One of the busiest lay volunteers is Teresa Weisgerber, head of the Parish Outreach Ministry. She directs a group of more than 100. Together, they deliver a long list of services to members of their parish and the larger community - from a Welcoming Committee that contacts new parishioners and a Bereavement Committee that serves luncheons after funerals, to a group that collects food to make baskets for the needy at Thanksgiving and Christmas, to a Special Needs Committee that provides parishioners with rides to the doctor, grocery store and Mass. “What stands out to me is how St. Luke’s is like an extended family,” says Teresa. “There are plenty of good deeds to be done, and always someone to do them.”

In the same spirit of outreach, the parish has embraced a role in providing health care to the needy. St. Luke volunteers organize a monthly event at the Clay County Health Clinic that provides free exams, evaluations and prescriptions for the underinsured and uninsured. The Knights of Columbus at St. Luke conduct a Tootsie Roll drive to fund area school clinics. On the parish grounds, a satellite Catholic Charities office helps residents of Middleburg, Clay Hill and Lake Asbury, offering services that range from health care to housing assistance.

The Rajasthani marble baptismal font and pool were made by Hindu and Muslim craftsman in Bombay, India. The baptismal pool compliments the font and both are situated at the entry of the narthex so that parishioners are reminded of their own baptism as they enter the church.

“Father Rooney is the director of the Catholic Campaign for Human Development in our diocese,” points out parishioner Paula Gonzalez. “He really supports us on social issues.” Paula is director of St. Luke’s newest ministry, JustFaith. The 12-member group is affiliated with a national ministry by the same name. “It’s a peer-led program of formation,” says Paula. “The subject is Catholic social teaching. It’s a 30-week journey, during which we read intensively, watch videos together, and share our reactions to subjects like poverty, racism, simple living and solidarity with the earth. We don’t all agree, but learning to respect each other’s differences is what makes the group dynamic. We also participate in four border crossing experiences, day trips in which we meet and interact with people who have much to teach us. None of us knows exactly where this will ultimately lead us, but we’re open and we’re learning about Catholic social teaching. After all, social change was what Jesus preached. It is the basis of our religion.”
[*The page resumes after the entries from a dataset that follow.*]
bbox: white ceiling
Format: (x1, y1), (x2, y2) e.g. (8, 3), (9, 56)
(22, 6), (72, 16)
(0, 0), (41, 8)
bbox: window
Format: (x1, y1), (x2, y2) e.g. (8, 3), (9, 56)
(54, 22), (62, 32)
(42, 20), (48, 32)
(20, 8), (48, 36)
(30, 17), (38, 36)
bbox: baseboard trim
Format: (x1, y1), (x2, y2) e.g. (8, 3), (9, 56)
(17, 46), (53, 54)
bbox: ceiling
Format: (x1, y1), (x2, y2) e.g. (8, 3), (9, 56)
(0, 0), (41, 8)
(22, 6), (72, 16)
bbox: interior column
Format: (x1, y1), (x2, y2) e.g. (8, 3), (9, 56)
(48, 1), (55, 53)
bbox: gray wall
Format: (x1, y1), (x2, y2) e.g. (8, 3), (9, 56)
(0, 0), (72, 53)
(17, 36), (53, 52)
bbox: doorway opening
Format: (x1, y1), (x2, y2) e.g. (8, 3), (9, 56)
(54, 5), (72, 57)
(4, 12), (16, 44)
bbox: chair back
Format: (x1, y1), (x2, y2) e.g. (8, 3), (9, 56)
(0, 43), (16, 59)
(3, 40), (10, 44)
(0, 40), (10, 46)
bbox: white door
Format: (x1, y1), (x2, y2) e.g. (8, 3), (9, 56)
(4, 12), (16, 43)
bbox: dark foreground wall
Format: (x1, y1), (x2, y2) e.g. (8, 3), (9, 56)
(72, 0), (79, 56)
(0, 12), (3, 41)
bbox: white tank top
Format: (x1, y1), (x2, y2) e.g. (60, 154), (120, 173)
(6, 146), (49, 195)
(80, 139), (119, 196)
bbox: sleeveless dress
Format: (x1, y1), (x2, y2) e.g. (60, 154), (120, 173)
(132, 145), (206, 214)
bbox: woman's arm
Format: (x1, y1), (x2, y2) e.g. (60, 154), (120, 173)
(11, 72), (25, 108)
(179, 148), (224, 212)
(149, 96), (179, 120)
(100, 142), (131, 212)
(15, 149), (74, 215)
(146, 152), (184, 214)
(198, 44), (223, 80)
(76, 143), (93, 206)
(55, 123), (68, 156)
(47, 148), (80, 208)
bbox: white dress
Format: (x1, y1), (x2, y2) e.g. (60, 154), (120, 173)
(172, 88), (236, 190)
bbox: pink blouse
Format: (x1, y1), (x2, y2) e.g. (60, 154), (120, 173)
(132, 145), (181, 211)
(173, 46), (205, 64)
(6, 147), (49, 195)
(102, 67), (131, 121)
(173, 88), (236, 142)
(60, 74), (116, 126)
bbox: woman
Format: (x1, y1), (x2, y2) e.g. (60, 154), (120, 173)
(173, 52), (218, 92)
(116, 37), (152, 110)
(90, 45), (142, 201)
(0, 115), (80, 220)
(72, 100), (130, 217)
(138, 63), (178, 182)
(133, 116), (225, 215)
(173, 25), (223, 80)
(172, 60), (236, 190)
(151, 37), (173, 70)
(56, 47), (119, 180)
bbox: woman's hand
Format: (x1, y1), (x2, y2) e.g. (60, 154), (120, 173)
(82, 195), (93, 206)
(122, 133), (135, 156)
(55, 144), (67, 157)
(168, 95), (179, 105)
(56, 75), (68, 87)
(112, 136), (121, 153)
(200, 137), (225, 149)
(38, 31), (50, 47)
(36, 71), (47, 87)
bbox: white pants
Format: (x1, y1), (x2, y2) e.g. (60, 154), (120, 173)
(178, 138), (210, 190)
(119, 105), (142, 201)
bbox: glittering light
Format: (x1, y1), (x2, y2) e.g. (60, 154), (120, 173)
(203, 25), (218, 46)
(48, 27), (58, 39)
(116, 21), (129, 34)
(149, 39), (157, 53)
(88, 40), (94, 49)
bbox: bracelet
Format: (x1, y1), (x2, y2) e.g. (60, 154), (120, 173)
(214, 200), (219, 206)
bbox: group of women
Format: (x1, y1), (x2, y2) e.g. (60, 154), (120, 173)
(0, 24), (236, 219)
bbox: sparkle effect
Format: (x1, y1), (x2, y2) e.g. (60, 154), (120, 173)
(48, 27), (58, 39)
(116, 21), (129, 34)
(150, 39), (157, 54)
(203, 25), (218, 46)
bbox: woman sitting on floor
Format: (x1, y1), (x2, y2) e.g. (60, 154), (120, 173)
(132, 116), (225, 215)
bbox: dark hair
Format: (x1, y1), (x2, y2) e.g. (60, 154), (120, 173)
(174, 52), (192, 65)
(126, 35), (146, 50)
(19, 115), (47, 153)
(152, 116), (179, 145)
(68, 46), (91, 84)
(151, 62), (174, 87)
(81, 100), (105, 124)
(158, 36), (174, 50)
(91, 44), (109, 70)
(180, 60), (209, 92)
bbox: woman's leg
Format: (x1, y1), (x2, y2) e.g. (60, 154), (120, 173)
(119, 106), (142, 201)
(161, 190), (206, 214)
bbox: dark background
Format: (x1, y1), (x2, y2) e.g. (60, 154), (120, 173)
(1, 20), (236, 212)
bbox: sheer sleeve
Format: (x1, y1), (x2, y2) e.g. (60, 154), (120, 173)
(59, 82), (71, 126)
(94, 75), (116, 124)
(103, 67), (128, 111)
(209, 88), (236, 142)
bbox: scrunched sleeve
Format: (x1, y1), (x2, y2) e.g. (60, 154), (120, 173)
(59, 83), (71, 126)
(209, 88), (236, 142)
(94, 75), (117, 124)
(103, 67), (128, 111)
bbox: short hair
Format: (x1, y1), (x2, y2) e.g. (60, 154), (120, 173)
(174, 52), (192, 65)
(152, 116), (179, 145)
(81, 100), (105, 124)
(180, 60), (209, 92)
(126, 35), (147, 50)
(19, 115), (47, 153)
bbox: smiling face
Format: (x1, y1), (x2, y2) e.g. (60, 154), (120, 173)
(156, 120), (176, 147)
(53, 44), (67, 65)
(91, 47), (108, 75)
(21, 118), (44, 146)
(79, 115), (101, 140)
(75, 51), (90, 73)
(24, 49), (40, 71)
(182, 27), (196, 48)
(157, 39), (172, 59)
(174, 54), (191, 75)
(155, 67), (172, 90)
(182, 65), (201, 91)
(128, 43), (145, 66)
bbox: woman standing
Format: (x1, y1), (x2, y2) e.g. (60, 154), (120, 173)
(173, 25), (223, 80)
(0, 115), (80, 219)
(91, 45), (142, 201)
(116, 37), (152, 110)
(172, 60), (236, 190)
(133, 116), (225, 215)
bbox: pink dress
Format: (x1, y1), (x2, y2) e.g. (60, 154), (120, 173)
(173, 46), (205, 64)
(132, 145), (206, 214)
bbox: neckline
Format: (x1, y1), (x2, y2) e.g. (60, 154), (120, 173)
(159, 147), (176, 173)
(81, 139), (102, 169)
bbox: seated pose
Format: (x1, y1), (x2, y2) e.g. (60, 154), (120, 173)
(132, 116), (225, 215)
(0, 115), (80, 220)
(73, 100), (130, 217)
St. Luke Parish at a glance
St. Luke Parish, est. 1982
1606 Blanding Blvd.
Middleburg, FL 32068

Pastor: Father Edward K. Rooney
Deacon: Deacon David Yazdiya
Parishioners: 1,900 registered families
Interparish School: 440 students, Pre-K through 8
Principal: Susan Altieri

Diocesan records indicate a Catholic presence in Middleburg as far back as 1859. At the turn of the century, priests from the Cathedral in St. Augustine and Immaculate Conception Parish in Jacksonville made periodic visits to the community’s tiny church. But numbers dwindled and for many years were too small to sustain even a mission presence. By 1972, 40 families from the Middleburg area were registered at St. Catherine Parish in Orange Park. They formed the nucleus for a mission led by Father Luke McLoughlin. In 1976, the group purchased an old Baptist church in Orange Park and moved it to Middleburg.

The mission in Middleburg became St. Luke Parish in 1982. Father Edward Rooney has served as pastor ever since. Under his leadership, the community has tackled several ambitious building projects, including a parish center that doubled as church and hall, finished in 1986, and a 1,000-seat, Spanish-style permanent church, consecrated in 2002.

St. Luke participated in the construction of Annunciation Interparish School, a joint project of three Clay County parishes, that is located on St. Luke’s grounds. Renovations to the Parish Center, now underway, will create an office and meeting space and a nursery.